In this approach, a formula in first-order logic (predicate calculus) is represented by a labeled graph.

A linear notation, called the Conceptual Graph Interchange Format (CGIF), has been standardized in the ISO standard for common logic.

The diagram above is an example of the display form for a conceptual graph. Each box is called a concept node, and each oval is called a relation node. In CGIF, this CG would be represented by the following statement:

[Cat Elsie] [Sitting *x] [Mat *y] (agent ?x Elsie) (location ?x ?y)

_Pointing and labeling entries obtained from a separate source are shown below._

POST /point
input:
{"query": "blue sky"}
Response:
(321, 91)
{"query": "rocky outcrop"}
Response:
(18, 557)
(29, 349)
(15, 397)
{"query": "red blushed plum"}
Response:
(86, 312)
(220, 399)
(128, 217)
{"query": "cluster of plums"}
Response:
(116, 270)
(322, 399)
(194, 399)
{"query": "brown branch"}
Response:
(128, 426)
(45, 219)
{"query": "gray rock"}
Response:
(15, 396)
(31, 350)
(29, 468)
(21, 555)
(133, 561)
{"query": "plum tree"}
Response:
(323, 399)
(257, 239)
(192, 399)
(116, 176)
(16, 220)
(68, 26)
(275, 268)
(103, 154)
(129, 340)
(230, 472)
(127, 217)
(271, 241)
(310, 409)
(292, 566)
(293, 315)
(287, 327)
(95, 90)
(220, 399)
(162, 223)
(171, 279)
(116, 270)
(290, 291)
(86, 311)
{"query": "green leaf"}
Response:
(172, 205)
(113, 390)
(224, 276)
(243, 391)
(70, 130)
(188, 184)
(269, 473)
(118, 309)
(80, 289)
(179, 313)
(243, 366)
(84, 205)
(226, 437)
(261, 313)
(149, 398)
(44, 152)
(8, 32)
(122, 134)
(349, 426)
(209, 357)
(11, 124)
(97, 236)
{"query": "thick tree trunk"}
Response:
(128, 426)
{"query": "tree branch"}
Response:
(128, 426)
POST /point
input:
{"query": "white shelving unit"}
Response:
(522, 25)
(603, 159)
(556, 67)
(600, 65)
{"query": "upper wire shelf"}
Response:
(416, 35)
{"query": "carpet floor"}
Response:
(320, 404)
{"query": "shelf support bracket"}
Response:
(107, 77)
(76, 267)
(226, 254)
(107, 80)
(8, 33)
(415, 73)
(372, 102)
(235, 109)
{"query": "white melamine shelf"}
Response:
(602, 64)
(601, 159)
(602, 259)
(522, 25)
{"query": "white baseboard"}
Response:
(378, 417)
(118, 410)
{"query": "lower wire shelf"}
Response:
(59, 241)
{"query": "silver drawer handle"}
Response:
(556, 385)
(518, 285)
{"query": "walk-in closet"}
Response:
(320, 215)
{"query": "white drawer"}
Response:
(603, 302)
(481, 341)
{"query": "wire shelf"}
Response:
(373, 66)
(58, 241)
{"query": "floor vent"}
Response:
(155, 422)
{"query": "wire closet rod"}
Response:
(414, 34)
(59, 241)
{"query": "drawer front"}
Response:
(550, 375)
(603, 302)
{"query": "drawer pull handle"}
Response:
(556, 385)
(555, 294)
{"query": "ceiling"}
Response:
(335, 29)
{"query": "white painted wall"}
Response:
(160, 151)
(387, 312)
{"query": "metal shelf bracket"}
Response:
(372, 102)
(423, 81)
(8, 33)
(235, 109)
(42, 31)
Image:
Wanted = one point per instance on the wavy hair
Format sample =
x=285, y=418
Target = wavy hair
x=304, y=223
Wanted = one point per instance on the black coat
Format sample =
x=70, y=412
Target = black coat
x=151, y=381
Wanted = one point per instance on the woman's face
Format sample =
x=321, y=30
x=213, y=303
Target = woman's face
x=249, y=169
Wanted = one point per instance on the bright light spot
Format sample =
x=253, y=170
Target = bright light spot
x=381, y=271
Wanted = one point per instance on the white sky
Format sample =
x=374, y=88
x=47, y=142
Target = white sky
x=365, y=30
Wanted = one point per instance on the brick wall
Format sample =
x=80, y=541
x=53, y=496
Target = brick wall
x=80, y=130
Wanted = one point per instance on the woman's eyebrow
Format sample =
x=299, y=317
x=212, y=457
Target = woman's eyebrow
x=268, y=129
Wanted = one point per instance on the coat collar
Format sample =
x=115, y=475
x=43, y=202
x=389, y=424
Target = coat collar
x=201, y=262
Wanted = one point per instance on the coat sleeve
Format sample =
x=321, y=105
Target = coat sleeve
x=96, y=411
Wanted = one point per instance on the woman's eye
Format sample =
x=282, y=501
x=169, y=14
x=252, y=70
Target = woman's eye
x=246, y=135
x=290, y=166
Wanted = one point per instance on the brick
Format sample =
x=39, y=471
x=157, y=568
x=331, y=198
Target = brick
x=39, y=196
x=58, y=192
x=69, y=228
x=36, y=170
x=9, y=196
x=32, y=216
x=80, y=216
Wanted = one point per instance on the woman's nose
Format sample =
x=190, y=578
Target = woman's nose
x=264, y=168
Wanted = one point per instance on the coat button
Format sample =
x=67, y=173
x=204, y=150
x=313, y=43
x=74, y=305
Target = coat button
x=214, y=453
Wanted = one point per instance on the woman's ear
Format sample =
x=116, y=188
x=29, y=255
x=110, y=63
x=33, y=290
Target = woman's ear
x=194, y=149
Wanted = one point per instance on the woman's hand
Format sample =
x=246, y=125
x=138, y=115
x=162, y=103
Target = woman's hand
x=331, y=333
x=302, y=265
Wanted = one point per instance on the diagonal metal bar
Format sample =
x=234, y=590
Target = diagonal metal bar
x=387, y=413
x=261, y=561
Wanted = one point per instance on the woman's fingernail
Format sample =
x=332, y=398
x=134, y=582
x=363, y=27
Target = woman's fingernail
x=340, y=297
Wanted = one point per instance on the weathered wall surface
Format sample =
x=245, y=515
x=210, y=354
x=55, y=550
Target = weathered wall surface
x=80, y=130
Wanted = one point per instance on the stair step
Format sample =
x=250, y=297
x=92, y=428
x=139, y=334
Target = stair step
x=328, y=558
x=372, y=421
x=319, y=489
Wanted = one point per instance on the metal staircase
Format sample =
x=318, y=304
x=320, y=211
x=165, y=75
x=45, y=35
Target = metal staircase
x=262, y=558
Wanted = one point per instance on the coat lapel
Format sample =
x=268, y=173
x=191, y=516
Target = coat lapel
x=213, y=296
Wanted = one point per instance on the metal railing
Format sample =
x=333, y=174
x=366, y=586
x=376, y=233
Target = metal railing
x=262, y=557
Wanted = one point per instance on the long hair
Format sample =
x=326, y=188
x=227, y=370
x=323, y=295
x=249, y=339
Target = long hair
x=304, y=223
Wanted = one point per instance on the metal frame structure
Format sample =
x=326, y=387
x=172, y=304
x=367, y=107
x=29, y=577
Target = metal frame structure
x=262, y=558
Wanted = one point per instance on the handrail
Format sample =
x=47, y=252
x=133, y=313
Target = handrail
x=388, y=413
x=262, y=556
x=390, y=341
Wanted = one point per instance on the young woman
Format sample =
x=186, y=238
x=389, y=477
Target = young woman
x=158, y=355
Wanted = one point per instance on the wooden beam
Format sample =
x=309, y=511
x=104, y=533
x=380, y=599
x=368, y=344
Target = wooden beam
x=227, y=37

In CGIF, brackets enclose the information inside the concept nodes, and parentheses enclose the information inside the relation nodes. The letters x and y, which are called coreference labels, show how the concept and relation nodes are connected. In CLIF, those letters are mapped to variables, as in the following statement:

(exists ((x Sitting) (y Mat)) (and (Cat Elsie) (agent x Elsie) (location x y)))

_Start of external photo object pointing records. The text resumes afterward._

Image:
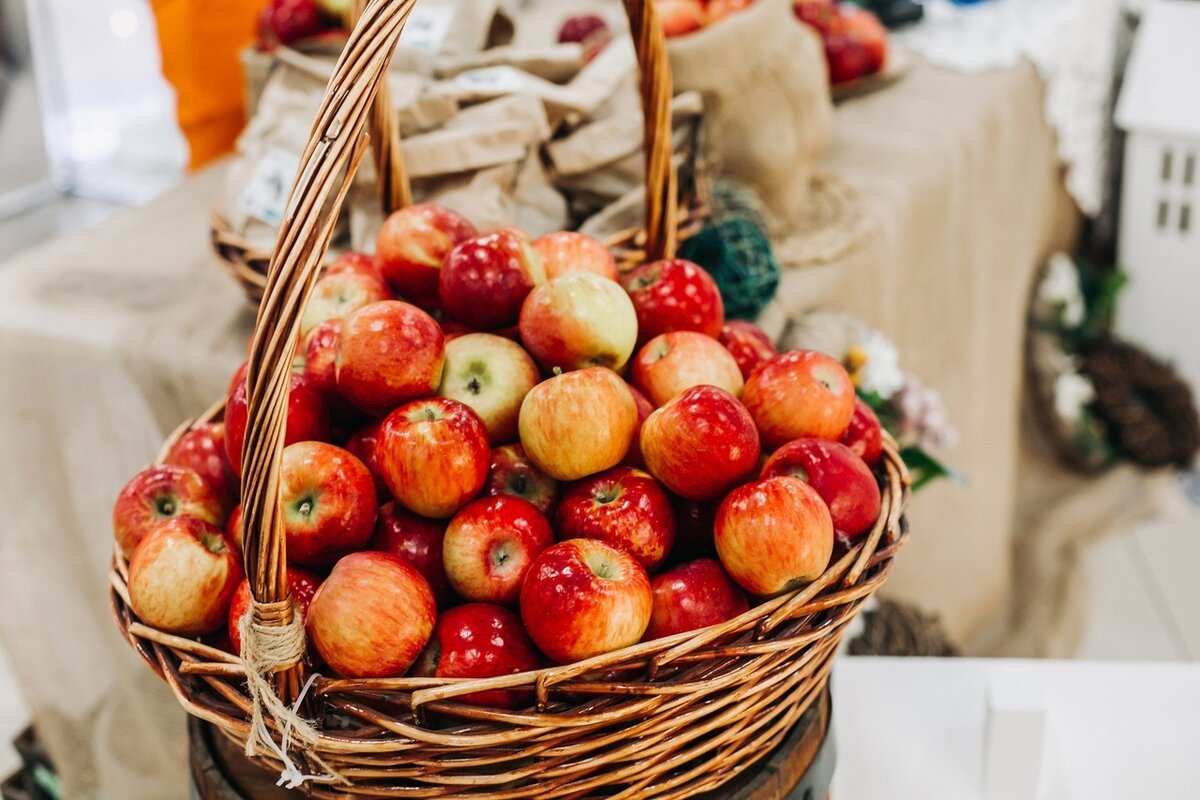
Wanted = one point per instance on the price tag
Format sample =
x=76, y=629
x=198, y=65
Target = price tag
x=426, y=28
x=267, y=193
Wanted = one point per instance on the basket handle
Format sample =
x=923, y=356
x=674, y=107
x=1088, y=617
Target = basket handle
x=327, y=168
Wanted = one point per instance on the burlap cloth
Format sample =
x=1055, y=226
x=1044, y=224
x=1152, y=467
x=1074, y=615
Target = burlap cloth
x=109, y=337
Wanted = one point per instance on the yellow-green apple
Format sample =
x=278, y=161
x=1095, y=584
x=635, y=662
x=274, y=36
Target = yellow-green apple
x=491, y=374
x=490, y=545
x=579, y=422
x=480, y=641
x=412, y=245
x=513, y=473
x=675, y=295
x=301, y=585
x=329, y=503
x=864, y=434
x=183, y=576
x=484, y=281
x=157, y=494
x=773, y=535
x=691, y=596
x=202, y=449
x=701, y=443
x=307, y=415
x=672, y=362
x=371, y=617
x=840, y=477
x=418, y=541
x=749, y=344
x=583, y=599
x=799, y=394
x=624, y=507
x=577, y=320
x=573, y=252
x=433, y=456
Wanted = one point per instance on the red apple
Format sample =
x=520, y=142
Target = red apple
x=624, y=507
x=573, y=252
x=672, y=362
x=480, y=641
x=490, y=374
x=864, y=434
x=202, y=449
x=183, y=576
x=412, y=245
x=157, y=494
x=433, y=456
x=691, y=596
x=490, y=545
x=390, y=353
x=579, y=423
x=701, y=443
x=583, y=599
x=799, y=394
x=371, y=617
x=485, y=280
x=301, y=584
x=749, y=344
x=513, y=473
x=840, y=477
x=329, y=503
x=774, y=535
x=675, y=295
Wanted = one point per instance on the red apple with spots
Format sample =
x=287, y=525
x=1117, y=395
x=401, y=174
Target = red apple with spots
x=774, y=535
x=490, y=545
x=372, y=615
x=583, y=599
x=624, y=507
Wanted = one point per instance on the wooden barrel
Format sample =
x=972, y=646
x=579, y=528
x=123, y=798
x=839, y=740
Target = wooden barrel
x=799, y=769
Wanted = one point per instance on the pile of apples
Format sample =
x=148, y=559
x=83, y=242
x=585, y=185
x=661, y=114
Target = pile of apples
x=571, y=461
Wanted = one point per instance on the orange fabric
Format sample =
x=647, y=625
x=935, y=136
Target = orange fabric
x=201, y=42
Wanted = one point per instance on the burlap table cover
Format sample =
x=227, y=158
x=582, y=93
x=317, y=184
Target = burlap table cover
x=109, y=337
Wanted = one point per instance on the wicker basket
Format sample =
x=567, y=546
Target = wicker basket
x=665, y=719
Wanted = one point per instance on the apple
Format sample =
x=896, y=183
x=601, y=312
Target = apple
x=799, y=394
x=485, y=280
x=577, y=320
x=840, y=477
x=307, y=415
x=328, y=500
x=490, y=545
x=301, y=585
x=371, y=617
x=675, y=295
x=433, y=456
x=202, y=449
x=567, y=251
x=773, y=535
x=672, y=362
x=583, y=599
x=183, y=576
x=864, y=434
x=513, y=473
x=390, y=353
x=412, y=245
x=490, y=374
x=691, y=596
x=701, y=443
x=480, y=641
x=579, y=422
x=749, y=344
x=624, y=507
x=157, y=494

As this example shows, the asterisks on the coreference labels *x and *y in CGIF map to existentially quantified variables in CLIF, and the question marks on ?x and ?y map to bound variables in CLIF. A universal quantifier, represented @every*z in CGIF, would be represented forall (z) in CLIF.

Reasoning can be done by translating graphs into logical formulas, then applying a logical inference engine.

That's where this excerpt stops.